Степкин попробовал протереть глаза, но только закричал от боли.
— Нет, не могу!
«Илья Муромец», дрожа всем своим тяжелым телом, летел прочь от солнца. Ни свернуть, ни снизиться было невозможно.
— На сколько хватит топлива? — спросил Лучко.
— Мы заправились на одну восьмую. Если оставить один мотор, хватит минут на двадцать.
— Это роскошно, командир. Можно поговорить напоследок, подготовиться. Нашему брату такая удача редко выпадает. — Поручик вздохнул. — Жалко, выпить нечего. За упокой грешной души.

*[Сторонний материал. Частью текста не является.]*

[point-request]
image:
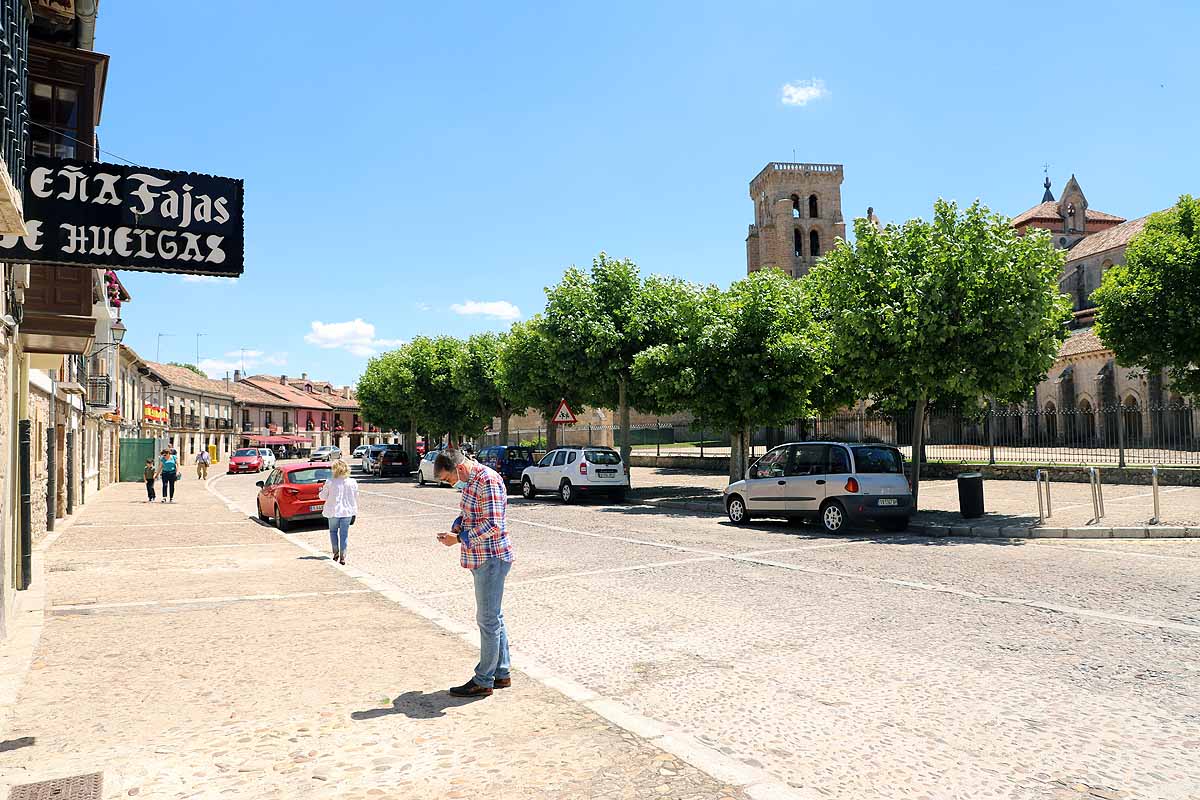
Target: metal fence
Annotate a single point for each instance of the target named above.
(1116, 437)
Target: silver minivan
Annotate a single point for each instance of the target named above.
(838, 483)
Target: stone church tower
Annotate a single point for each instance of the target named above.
(797, 210)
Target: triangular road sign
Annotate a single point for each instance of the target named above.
(564, 415)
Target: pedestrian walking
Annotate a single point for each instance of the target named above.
(202, 464)
(481, 533)
(150, 473)
(341, 497)
(169, 470)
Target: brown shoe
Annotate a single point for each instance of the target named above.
(471, 689)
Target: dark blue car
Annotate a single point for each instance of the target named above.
(507, 459)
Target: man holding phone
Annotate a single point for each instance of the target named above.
(481, 533)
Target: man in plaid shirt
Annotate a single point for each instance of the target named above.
(483, 536)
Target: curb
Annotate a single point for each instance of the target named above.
(757, 783)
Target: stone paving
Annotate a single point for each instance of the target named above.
(862, 667)
(190, 653)
(1008, 503)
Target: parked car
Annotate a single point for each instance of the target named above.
(327, 452)
(509, 461)
(268, 457)
(246, 459)
(425, 469)
(292, 493)
(391, 459)
(833, 482)
(573, 471)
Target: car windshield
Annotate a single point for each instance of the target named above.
(312, 475)
(877, 459)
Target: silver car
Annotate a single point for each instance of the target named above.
(834, 482)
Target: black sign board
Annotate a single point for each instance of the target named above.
(112, 216)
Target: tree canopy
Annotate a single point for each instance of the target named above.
(1147, 307)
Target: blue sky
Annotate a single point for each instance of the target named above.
(429, 168)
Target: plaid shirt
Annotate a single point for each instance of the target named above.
(484, 528)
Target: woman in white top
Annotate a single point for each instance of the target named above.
(341, 497)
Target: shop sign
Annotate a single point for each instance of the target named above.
(114, 216)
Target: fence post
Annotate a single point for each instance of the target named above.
(991, 432)
(1120, 435)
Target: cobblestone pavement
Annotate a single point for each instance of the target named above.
(859, 667)
(1008, 503)
(190, 653)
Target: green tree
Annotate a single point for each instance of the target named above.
(477, 373)
(750, 356)
(189, 366)
(959, 307)
(526, 371)
(1147, 307)
(600, 320)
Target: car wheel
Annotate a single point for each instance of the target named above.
(833, 517)
(737, 510)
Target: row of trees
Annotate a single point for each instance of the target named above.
(942, 312)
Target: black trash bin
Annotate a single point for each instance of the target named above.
(971, 494)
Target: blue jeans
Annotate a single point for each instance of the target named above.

Ничего, ребята за нас выпьют… — Он насупил брови, желая сказать что-нибудь значительное, соответствующее торжественности момента. Но ничего такого в голову не приходило. — А вот, говорят, французы изобрели штуку, «парашют» называется… Если самолет падает, летун преспокойно выпрыгивает, дергает за ремешок и спускается, как на зонтике… Брехня, наверно.
— Жора, — прохрипел Степкин, приподнимаясь и шаря руками по полу. — Отвори бомбовой люк.
Лучко нажал рычаг, и в полу открылось квадратное отверстие.
— Держи меня за ноги! Крепко!
Ослепший механик перевернулся на спину, всхлипывая от боли. Поручик сел на его ноги, руками вцепился в колени.
— Опускай меня!
С воплем Степкин свесился головой вниз, словно гимнаст на трапеции. Качнувшись взад-вперед, дотянулся рукой до брюха самолета и, кажется, ухватился за что-то. Держать его стало легче.
Еле слышно донеслось:
— Ни черта не вижу…
И еще что-то неразборчивое.
— Что? — заорал Лучко, пригибаясь.
— Так и есть! Передаточную крестовину скосило! Ключ дай!
Стрелок обернулся к пилотам.
— Митька, что в руль вцепился? Ключ давай!
Шмит бросился к ящику с инструментами.